The Supreme Court rejects Alex Jones’ appeal in the Newtown shooting case

HARTFORD, Connecticut – The US Supreme Court on Monday refused to hear an appeal from Infowars presenter and conspiracy theorist Alex Jones, who was battling a Connecticut court sanction in a defamation lawsuit filed by relatives of some of the victims of the Sandy Hook Elementary School shoot.

Jones was penalized in 2019 by a court judge for an outburst on his Web program against a family lawyer and for violating several orders to hand over documents to family lawyers. Judge Barbara Bellis forbade Jones to file a motion to close the case, which remains pending, and said she would order Jones to pay some of the families’ legal fees.

Jones argued that he should not have been punished for exercising his freedom of expression rights. The Connecticut Supreme Court upheld Bellis’s decision last year.

The families and an FBI agent who responded to the shooting, which left 20 first-year students and six educators dead, are suing Jones and his program for allegations that the massacre was a scam. The families said they were victims of harassment and death threats from Jones’ followers because of the fraudulent conspiracy.

Jones, whose show is based in Austin, Texas, has since said he believes the shooting occurred.

The US Supreme Court rejected Jones’ request to hear his appeal without comment.

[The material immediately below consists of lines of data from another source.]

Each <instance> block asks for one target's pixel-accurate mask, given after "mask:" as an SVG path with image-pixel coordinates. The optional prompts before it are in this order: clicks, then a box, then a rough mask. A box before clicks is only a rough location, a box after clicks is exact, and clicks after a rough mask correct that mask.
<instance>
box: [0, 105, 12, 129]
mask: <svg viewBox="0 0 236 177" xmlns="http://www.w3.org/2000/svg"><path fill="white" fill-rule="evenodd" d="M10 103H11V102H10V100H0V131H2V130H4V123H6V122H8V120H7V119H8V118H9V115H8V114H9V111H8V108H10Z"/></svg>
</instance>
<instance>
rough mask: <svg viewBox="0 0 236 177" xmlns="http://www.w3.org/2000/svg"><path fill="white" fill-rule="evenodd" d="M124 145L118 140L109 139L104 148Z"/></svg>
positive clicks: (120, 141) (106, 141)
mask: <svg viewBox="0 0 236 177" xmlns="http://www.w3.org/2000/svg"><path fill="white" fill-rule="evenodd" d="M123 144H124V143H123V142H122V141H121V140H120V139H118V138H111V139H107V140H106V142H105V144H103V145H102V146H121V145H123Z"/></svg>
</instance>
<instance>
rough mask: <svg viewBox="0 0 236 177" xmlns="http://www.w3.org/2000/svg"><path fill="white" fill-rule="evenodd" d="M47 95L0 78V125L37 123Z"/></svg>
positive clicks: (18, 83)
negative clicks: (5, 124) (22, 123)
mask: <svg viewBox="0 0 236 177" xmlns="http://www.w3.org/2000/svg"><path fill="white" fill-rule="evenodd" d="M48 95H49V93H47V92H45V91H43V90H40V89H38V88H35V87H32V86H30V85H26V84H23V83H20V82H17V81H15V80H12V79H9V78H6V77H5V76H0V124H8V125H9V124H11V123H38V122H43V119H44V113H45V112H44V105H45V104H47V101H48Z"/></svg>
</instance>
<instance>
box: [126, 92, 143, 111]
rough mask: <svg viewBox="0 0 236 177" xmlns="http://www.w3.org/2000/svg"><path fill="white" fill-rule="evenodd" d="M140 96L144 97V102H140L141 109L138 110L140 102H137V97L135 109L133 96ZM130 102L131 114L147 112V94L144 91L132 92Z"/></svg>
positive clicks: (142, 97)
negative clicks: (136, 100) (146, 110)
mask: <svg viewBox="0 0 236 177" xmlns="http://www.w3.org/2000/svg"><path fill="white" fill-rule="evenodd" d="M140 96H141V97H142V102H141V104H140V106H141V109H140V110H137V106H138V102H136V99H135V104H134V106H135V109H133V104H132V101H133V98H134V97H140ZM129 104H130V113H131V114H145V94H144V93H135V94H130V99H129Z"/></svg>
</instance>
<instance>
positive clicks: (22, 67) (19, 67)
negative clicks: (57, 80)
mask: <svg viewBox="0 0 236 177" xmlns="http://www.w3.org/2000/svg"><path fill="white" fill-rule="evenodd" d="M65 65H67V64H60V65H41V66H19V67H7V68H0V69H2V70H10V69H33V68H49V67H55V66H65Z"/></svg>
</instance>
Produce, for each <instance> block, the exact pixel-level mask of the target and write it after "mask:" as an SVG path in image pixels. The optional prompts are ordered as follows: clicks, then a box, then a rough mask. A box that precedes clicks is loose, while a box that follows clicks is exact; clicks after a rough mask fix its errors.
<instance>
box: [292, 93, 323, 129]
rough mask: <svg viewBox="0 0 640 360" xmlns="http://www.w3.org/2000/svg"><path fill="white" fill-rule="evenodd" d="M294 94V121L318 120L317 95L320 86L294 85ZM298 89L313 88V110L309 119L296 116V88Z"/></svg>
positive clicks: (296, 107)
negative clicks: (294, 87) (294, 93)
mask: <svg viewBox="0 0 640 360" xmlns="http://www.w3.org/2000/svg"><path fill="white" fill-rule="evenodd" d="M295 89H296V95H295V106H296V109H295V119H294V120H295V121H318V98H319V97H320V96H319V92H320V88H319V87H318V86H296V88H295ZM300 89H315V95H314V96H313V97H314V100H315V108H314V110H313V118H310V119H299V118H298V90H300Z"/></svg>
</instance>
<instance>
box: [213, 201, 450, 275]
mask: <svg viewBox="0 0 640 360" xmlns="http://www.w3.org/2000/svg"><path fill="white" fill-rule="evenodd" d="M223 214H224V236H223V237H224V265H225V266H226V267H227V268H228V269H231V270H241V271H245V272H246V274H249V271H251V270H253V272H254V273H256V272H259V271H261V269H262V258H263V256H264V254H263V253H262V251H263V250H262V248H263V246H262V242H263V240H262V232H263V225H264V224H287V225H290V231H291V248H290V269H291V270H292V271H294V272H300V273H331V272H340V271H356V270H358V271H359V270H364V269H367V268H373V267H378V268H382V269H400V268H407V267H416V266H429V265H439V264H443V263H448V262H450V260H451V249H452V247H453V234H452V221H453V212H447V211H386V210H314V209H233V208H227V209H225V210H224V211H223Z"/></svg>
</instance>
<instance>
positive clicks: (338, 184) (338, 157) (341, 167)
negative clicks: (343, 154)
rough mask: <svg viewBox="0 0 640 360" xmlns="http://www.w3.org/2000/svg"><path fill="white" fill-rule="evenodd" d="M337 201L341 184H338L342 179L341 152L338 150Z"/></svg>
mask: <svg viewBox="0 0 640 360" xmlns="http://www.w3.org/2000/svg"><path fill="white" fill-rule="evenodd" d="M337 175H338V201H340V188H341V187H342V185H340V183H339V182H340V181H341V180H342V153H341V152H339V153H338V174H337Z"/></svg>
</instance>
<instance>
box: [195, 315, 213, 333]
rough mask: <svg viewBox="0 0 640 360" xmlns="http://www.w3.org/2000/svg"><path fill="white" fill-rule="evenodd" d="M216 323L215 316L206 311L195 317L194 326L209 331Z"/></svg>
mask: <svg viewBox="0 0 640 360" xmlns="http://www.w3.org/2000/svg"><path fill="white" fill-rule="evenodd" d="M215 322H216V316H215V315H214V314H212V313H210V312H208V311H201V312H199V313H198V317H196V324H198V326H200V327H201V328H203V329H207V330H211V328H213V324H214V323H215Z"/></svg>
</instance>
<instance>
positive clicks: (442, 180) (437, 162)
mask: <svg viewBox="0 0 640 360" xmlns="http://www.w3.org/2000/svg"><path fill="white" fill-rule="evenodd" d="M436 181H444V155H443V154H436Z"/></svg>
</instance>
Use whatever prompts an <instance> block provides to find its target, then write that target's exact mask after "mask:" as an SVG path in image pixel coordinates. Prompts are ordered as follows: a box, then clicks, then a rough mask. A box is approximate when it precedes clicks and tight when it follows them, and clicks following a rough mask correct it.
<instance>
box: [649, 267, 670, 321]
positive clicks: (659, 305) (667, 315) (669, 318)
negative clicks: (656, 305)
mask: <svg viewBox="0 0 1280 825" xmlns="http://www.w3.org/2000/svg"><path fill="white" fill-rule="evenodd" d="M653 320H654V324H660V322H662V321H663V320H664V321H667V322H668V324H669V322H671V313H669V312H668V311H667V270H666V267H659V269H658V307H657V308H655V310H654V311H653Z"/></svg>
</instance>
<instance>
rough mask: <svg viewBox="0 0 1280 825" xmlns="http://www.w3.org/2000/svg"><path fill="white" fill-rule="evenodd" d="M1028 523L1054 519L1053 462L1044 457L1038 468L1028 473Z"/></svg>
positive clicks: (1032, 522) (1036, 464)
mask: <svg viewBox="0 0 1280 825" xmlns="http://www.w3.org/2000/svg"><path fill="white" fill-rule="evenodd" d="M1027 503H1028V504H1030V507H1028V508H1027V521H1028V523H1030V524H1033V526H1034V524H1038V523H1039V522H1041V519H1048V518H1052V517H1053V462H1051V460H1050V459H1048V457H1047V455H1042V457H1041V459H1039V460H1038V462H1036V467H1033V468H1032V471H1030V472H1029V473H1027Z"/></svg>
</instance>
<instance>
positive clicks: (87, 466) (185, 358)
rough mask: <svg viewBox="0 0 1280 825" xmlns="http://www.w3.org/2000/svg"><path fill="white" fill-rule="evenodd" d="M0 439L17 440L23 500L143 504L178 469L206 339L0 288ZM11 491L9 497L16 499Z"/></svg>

Jones’ lawyer, Norman Pattis, called the court’s decision “a disappointment”.

“Judge Bellis and the Connecticut Supreme Court have declared that there is frightening and non-standard power over litigants’ out-of-court statements,” Pattis said in an email to the Associated Press. “Mr. Jones never threatened anyone; if he had, he would have been charged with a crime. We are moving, case by case, towards a toothless and politically correct First Amendment.”

Joshua Koskoff, a lawyer for the Sandy Hook families, said Jones deserved to be punished for his threatening comments about the program.

“Families are eager to resume the case and hold Jones and his financial network accountable for their actions,” said Koskoff in a statement. “From the beginning, our goal has been to prevent future victims of mass shootings from being pursued by opportunists.”

The sanction came after Jones, at Infowars in 2019, accused a family lawyer, Christopher Mattei, of planting child pornography that was found in email metadata files that Jones handed over to Sandy Hook family lawyers. Pattis said the pornography was in emails sent to Jones that were never opened.

“You are trying to get me involved in child pornography,” Jones said on the show. “A million dollars, you little gang members. A million dollars to put your head on a spear. “

Jones showed a photo of Mattei, a former federal prosecutor, and said, “I’m done. Total war. You want this? You got it.”

Jones added: “One million dollars when they are convicted. The reward is out, (expletive). … They will take your (expletive), your little bag of dirt. One million, (expletive). It’s out of your (expletive). “

The Connecticut Supreme Court said that the sanctions against Jones did not conflict with the First Amendment because they were imposed due to the speech that was an “imminent and likely threat to the administration of justice”. Supreme Court President Richard Robinson wrote: “language that evokes threats of physical harm is not tolerable.”

Families are suing Jones, Infowars and others for defamation and the imposition of emotional distress. They are seeking compensation that has not yet been determined.

“Certain individuals persistently perpetuated a monstrous and unspeakable lie: that Sandy Hook’s shooting was staged and that the families who lost loved ones that day are actors who feigned the death of their relatives,” the suit says.

The lawsuit called Jones “the most prolific among these manufacturers”, although he did not believe the shooting was a scam, and claimed that Jones made tens of millions of dollars a year using false narratives.

Jones’ previous lawyer argued that comments on his program about the shooting being a scam were protected by the rights of free speech, and Jones allowed others to express his views that the massacre was false because he is a “supporter of free debate. and open “

Sandy Hook’s families have also sued Jones and others for defamation in other states related to the fraudulent conspiracy.

In one case, a Texas judge in 2019 ordered Jones to pay $ 100,000 in attorney fees and refused to close the case. And a jury in Wisconsin awarded $ 450,000 to one parent in their lawsuit against conspiracy theorists, not including Jones, who claimed the massacre never happened.